El huracán ETA ha causado decenas de muertes y miles de damnificados, además de arrasar cultivos y destruir infraestructuras, desde que tocara tierra el pasado martes en Nicaragua, cruzara después Honduras y Guatemala, y entrara en el Caribe ya como tormenta tropical. De manera indirecta se han visto afectados Panamá, Costa Rica, Belice, El Salvador y México. Ante este panorama devastador, la Iglesia en Centroamérica ha hecho un llamamiento urgente a la solidaridad mientras se ha puesto en marcha la red de Cáritas para ayudar y asistir a los damnificados.

Se calcula en unas 150 personas los fallecidos y desaparecidos en Guatemala, la mayoría como consecuencia de un deslizamiento de tierras en una aldea del norte del país. Oficialmente, son ocho las personas fallecidas y unas 75 mil las damnificadas o afectadas, en especial agricultores que han perdido sus cosechas. En Honduras, el huracán Eta causaba la muerte de 23 personas y dejaba a más de un millón y medio de afectados según un informe de la Comisión Permanente de Contingencias de Honduras. El informe también daba la cifra de 16 mil personas rescatadas, la mayoría en el norte del país, de donde unas 2.000 familias han sido evacuadas. En Panamá, fueron ocho las víctimas mortales, aunque se informa de 68 personas desaparecidas y unas tres mil damnificadas. En Nicaragua todavía no hay cifras oficiales, pero centenares de familias nicaragüenses aún permanecen refugiadas en algunas iglesias y parroquias, únicas estructuras sólidas en algunas zonas rurales del país. En Costa Rica, no obstante su débil impacto, el huracán causó dos víctimas mortales y unas 1.500 personas quedaron sin vivienda, además de los daños causados por las inundaciones, sobre todo, en las provincias de Guanacaste y de Puntarenas, ubicadas en la costa del Pacífico.
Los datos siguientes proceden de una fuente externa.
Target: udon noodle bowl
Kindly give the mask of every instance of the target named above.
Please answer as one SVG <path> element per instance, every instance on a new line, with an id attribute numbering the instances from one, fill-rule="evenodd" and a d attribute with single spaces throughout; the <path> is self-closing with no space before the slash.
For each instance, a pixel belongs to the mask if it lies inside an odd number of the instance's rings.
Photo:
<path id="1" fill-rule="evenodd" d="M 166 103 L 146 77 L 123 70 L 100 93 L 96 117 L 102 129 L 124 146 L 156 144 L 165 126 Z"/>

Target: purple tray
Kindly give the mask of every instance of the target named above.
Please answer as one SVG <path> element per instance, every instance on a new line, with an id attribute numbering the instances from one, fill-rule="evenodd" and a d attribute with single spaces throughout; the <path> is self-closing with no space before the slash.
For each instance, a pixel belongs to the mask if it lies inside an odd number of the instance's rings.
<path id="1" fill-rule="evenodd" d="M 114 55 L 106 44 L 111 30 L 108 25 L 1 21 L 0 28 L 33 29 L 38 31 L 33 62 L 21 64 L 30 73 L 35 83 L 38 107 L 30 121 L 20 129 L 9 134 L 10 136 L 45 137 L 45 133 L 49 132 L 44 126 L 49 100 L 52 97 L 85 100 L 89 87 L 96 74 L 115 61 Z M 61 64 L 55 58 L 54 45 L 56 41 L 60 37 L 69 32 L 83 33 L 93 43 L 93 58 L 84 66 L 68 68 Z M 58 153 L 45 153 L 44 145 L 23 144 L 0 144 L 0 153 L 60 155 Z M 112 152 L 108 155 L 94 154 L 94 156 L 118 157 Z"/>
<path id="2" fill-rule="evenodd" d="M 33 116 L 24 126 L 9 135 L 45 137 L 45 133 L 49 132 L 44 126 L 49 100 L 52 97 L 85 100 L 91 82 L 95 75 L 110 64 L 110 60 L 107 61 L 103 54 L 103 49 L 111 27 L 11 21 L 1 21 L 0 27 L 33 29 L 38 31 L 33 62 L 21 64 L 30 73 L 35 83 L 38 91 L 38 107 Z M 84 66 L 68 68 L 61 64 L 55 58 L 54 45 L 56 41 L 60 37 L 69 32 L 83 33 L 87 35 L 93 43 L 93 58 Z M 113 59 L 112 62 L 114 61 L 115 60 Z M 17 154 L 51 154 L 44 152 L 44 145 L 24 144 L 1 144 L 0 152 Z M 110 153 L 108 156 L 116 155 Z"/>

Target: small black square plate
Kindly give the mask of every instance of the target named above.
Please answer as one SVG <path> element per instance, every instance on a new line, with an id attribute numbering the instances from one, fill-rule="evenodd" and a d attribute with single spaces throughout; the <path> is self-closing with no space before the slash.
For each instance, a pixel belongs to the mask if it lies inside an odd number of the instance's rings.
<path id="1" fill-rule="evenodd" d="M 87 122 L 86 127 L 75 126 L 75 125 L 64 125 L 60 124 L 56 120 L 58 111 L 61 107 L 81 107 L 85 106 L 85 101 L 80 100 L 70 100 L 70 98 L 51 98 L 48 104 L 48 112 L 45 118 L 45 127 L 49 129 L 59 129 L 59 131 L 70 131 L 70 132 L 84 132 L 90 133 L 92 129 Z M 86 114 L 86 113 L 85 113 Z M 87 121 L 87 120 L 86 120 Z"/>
El misionero comboniano Damián Bruyel escribía desde Honduras, pidiendo “que nos tengáis presentes en vuestras oraciones. Supongo que por las noticias en la tele ya estaréis informados y algunas imágenes impactantes ya habréis visto. Solo deciros que Guatemala es el décimo país (algunos dicen que el séptimo) del mundo con más alto riesgo a causa de su situación geográfica (volcanes activos, terremotos, huracanes o ciclones de dos océanos…). Hace dos años os mandé una crónica o dos sobre la última erupción más grave del Volcán Fuego; en 1998 padecimos otro huracán, llamado Mitch, que hizo también mucho daño; y en 1976 fue terrible el terremoto que afectó a toda Guatemala, con más de 25.000 muertos… Así es nuestra querida Guatemala. Con el huracán Eta, mucha gente ha quedado sepultada bajo algunos deslizamientos de tierra, los ríos se han desbordado, las cosechas perdidas, los animales (sobre todo ganado) arrastrados por las corrientes y ahogados… Mucha gente sin vivienda, sin alimentos, sin ropa, sin nada…”.